Member of Houston City Council for District B
- In office 2012 – December 21, 2020
- Preceded by: Jarvis Johnson
- Succeeded by: Tarsha Jackson

Personal details
- Born: Jerry V. Davis July 31, 1973 (age 53)
- Party: Democratic
- Spouse: Rachel Andress
- Children: 3
- Education: Washington College (BA) University of St. Thomas Prairie View A&M University (M.ED)
- Occupation: Politician Business owner

= Jerry Davis (politician) =

American politician

Jerry V. Davis is a Texas politician that represented Houston City Council District B from 2012 to 2020. He also ran for the Texas House of Representatives in 2020, but was defeated in the primary.

==Personal life==
In 1995, Davis graduated from Washington College with a BA and later earned his teaching certificate from the University of St. Thomas. He then worked for Houston area schools as a coach. While working as a coach, he attended Prairie View A&M University and earned a Masters in Education Administration. Additionally, with his older brothers, Davis owns 3 restaurants, the Breakfast Klub, the Reggae Hut, and the Alley Kat Bar & Lounge. He is married to Rachel Andress and has 3 children, Dean, Rylie and, Ryan.

==Political career==
Davis is affiliated with the Democratic Party.
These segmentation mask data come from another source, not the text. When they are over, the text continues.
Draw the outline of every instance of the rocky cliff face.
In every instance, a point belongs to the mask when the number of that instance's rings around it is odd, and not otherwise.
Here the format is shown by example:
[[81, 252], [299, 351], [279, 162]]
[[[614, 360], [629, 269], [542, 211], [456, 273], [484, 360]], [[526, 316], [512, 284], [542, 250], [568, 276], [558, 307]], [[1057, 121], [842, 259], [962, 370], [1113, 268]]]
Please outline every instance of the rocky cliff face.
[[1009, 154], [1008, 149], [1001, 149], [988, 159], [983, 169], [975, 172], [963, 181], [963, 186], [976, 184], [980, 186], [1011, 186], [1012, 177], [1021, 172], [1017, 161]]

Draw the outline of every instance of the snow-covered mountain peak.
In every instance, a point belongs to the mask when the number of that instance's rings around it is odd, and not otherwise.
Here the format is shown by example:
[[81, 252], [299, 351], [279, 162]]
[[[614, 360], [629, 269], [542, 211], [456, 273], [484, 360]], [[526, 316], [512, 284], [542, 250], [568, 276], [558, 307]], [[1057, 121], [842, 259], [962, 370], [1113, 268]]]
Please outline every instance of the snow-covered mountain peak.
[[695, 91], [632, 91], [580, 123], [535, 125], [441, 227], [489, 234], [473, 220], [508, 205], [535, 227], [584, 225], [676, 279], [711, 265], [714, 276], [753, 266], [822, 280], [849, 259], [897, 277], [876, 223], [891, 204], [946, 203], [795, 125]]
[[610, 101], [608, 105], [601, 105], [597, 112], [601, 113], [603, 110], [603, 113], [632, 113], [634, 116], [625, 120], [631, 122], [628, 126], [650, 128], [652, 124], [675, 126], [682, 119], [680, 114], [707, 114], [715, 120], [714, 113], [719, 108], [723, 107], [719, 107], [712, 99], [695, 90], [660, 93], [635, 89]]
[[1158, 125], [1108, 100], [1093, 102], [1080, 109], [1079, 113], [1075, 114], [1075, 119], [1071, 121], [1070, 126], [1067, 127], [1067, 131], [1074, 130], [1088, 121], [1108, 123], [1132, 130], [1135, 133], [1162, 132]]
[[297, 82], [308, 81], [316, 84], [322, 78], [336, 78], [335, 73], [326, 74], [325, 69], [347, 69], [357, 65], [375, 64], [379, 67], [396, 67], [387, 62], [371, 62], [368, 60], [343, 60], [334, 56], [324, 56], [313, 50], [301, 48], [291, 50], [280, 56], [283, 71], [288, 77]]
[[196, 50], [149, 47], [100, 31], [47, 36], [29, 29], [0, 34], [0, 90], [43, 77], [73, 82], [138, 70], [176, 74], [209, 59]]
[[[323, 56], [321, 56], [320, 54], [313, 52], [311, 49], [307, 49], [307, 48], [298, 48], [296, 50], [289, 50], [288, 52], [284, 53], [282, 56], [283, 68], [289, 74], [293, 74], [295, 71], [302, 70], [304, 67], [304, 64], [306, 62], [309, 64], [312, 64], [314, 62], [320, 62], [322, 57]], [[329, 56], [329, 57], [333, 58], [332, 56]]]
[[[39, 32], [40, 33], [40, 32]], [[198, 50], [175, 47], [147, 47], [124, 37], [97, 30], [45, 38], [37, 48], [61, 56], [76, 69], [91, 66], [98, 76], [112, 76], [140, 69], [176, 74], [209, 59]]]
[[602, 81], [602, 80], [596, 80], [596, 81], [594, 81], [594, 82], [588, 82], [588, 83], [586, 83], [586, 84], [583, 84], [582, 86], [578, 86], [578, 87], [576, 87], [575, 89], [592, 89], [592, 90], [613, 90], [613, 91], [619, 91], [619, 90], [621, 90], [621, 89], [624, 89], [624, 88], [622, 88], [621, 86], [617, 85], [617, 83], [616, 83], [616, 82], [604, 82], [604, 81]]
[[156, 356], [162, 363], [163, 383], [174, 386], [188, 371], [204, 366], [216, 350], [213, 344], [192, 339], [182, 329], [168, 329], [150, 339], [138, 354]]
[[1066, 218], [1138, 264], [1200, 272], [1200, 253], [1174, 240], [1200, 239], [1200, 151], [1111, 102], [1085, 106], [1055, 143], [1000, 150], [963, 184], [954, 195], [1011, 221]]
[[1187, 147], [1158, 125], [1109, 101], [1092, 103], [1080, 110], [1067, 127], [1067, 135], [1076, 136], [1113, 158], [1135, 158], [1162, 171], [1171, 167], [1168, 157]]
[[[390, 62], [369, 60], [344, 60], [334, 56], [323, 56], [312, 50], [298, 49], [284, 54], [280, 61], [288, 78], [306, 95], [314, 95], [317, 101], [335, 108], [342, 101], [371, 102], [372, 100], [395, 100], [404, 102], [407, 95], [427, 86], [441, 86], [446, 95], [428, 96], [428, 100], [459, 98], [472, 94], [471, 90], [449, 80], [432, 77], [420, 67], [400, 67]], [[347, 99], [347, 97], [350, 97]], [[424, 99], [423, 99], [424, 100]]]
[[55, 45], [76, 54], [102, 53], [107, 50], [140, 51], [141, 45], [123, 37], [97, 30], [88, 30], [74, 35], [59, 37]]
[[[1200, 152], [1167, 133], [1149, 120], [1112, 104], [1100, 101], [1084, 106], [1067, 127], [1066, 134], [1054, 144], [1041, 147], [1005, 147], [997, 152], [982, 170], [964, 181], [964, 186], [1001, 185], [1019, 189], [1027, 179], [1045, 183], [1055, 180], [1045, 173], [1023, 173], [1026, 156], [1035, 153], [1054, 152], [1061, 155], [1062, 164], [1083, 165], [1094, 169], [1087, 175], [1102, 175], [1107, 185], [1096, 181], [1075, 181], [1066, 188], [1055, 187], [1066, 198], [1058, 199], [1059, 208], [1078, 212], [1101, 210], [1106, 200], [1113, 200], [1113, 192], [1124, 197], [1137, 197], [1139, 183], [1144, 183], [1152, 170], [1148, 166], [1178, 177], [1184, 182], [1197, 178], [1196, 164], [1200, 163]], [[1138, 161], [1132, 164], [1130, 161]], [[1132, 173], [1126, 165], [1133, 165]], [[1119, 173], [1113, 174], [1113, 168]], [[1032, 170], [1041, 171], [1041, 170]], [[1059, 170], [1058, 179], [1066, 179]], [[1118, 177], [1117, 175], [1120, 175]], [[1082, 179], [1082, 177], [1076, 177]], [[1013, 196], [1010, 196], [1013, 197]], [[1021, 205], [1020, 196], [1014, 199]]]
===Houston City Council===
He assumed office to represent District B of the Houston City Council in 2012. While on the council, he was co-sponsor of the Council District Service Fund (CDSF), which allows district council members to fund local projects in the districts they represent. He was a strong supporter of the 2012 Parks bond, which increased the cities funding into public parks. Additionally, he was appointed by his fellow council members to be mayor pro-tempore and has served the position for 2 terms. Davis was term limited on the council, in spite of this until District B held an election for a new representative Davis held the position. On December 21, 2020, Davis was succeeded by Tarsha Jackson.

===Texas House of Representatives===
In December 2019, Davis filed as a Democrat to run for district 142 of the Texas House of Representatives challenging incumbent Harold Dutton Jr. He was runner-up to Dutton Jr. in the Democratic primary.